Df.to_excel('fsl16days')

Hi ,
Am a beginner in python , you could consider this as my 1st project.

So at work we consolidate excel sheets a lot , and as a temp i would be tasked to it always!
Copying and pasting over and over again got to me think if it can be automated with programming . Looks like there is , but i wished to do it with python since i am learning it.

so i tried and got till here searching the web.

#Program to combine excel sheets from same excel workbook.
import pandas pas pd
import numpy as np
excel_file_1 = ‘workbook1.xlsx’
df_Day_one = pd.read_excel(excel_file_1, sheet_name=‘Sheet1’)
df_Day_2 = pd.read_excel(excel_file_1, sheet_name=‘Sheet2’)
df_all = pd.concat([df_Day_one,df_Day_2])
df_all.to_excel(“two_days_output.xlsx”)

This is working and am happy and proud about it even tho it took me 3 days to get this code working… had problems with the location… of the excel sheet .

But sadly i need to do it for 30 days so yes 30 sheets typing ""sheet_name = “” for every sheet, it just beats the whole objective of “less work”.

So searched a bit more and found that “” pd.read_excel(excel_file,sheet_name=None) “” would read all the data ? so i tried it like this and…

import pandas as pd
import numpy as np
excel_file=‘FSL Dump for August.xlsx’
df_alldays = pd.read_excel(excel_file,sheet_name=None)
df_alldays.to_excel(‘16_days_output.xlsx’)
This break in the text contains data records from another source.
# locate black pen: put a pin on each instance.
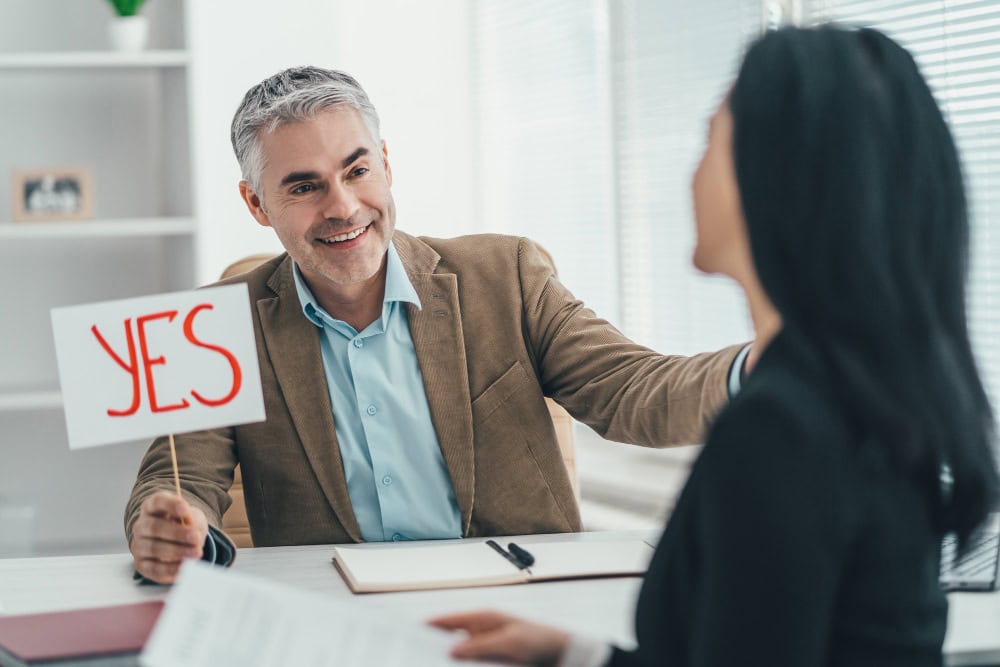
(522, 555)
(503, 552)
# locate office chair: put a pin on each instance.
(235, 522)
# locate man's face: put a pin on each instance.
(325, 190)
(722, 244)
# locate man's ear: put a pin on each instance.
(254, 204)
(385, 161)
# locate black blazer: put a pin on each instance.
(793, 542)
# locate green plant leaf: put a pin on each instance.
(126, 7)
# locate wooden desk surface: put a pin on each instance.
(598, 607)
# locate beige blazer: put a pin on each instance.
(496, 333)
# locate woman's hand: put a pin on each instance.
(496, 636)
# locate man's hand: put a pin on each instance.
(167, 531)
(496, 636)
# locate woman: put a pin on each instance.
(809, 529)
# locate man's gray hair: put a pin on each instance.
(293, 95)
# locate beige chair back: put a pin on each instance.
(235, 522)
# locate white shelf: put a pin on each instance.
(77, 229)
(93, 59)
(30, 400)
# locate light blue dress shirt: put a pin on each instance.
(397, 479)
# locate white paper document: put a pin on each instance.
(217, 618)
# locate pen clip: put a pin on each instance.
(514, 560)
(521, 555)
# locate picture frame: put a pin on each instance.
(54, 194)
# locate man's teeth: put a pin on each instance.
(346, 237)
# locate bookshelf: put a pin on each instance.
(70, 101)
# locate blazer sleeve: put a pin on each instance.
(205, 461)
(622, 390)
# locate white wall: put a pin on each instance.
(412, 58)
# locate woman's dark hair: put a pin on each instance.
(855, 207)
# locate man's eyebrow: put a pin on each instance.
(354, 156)
(298, 176)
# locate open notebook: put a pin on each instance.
(465, 564)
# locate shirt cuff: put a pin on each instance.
(217, 549)
(585, 652)
(736, 371)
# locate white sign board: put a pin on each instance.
(170, 363)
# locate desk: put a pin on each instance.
(597, 607)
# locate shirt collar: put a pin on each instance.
(397, 288)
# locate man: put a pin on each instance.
(404, 378)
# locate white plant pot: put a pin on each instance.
(128, 33)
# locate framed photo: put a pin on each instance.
(52, 194)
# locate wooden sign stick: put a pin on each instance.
(173, 460)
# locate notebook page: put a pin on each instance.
(557, 560)
(425, 566)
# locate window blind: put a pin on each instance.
(672, 63)
(544, 138)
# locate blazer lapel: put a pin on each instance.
(293, 350)
(436, 329)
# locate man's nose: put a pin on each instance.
(340, 202)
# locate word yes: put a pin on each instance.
(142, 368)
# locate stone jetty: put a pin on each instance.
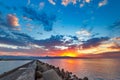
(37, 70)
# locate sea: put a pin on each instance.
(94, 69)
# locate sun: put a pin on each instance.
(69, 54)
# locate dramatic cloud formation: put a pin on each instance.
(102, 3)
(12, 20)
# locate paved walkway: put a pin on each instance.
(25, 72)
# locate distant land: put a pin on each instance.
(90, 56)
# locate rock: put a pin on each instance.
(51, 75)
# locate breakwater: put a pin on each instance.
(37, 70)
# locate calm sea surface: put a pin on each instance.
(94, 69)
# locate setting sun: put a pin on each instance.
(69, 54)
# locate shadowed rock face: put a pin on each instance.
(37, 70)
(51, 75)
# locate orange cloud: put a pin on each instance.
(52, 2)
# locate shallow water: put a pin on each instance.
(8, 65)
(94, 69)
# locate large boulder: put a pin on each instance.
(51, 75)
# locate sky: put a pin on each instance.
(75, 28)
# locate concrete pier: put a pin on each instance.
(37, 70)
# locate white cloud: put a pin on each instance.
(41, 5)
(28, 2)
(65, 2)
(83, 34)
(52, 2)
(87, 1)
(81, 5)
(61, 47)
(66, 38)
(102, 3)
(12, 20)
(13, 46)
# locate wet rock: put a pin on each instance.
(51, 75)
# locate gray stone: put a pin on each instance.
(51, 75)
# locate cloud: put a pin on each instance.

This is the error am getting in shell

File “<pyshell#50>”, line 1, in
df_alldays.to_excel(“16_days_output.xlsx”)
AttributeError: ‘dict’ object has no attribute ‘to_excel’

And this is the part where am stuck at , tried searching the web and still havent got to anything . Need help with this .

Have a good day :sunny:

Did you get answer for the same…I am facing similar issue

Hi,

I strongly recommend using print() function to understand what the code is actually doing.

If you look like that;

#Program to combine excel sheets from same excel workbook.
import pandas pas pd
import numpy as np
excel_file_1 = ‘workbook1.xlsx’
df_Day_one = pd.read_excel(excel_file_1, sheet_name=‘Sheet1’)
print(df_Day_one)
print(type(df_Day_one))
df_Day_2 = pd.read_excel(excel_file_1, sheet_name=‘Sheet2’)
df_all = pd.concat([df_Day_one,df_Day_2])
df_all.to_excel(“two_days_output.xlsx”)

you will see that df_Day_one is a pandas DataFrame via print() functions. If you want to get a Sheet from Excel workbook, it comes as a DataFrame. You can use to_excel method with DataFrames. Code works without problem.

However, at the second code block;

import pandas as pd
import numpy as np
excel_file=‘FSL Dump for August.xlsx’
df_alldays = pd.read_excel(excel_file,sheet_name=None)
print(df_Day_one)
print(type(df_Day_one))
df_alldays.to_excel(‘16_days_output.xlsx’)

you will see that df_alldays is not a DataFrame, it is a dictionary. Their keys are Sheet names as String and values are DataFrame which contains data at the corresponded Sheet. You had tried to use to_excel method with a dictionary but you cannot.

You can write a for loop to concatenate them all Sheets;

import pandas as pd
import numpy as np

excel_file="data.xlsx"

df_alldays = pd.read_excel(excel_file, sheet_name=None)

print(type(df_alldays)) # you can see it is a dictionary
print(df_alldays) 

sheet_number = 0
for sheet in list(df_alldays.keys()):
    if sheet_number == 0:
        df_all = df_alldays[sheet]
    else:
        df_all = pd.concat([df_all, df_alldays[sheet]])
    sheet_number += 1

df_all.to_excel("output.xlsx", index = False) # use index = False to get rid of unnecessary indexes

It is just a way. You can find another ways to do it too, it will be similar though.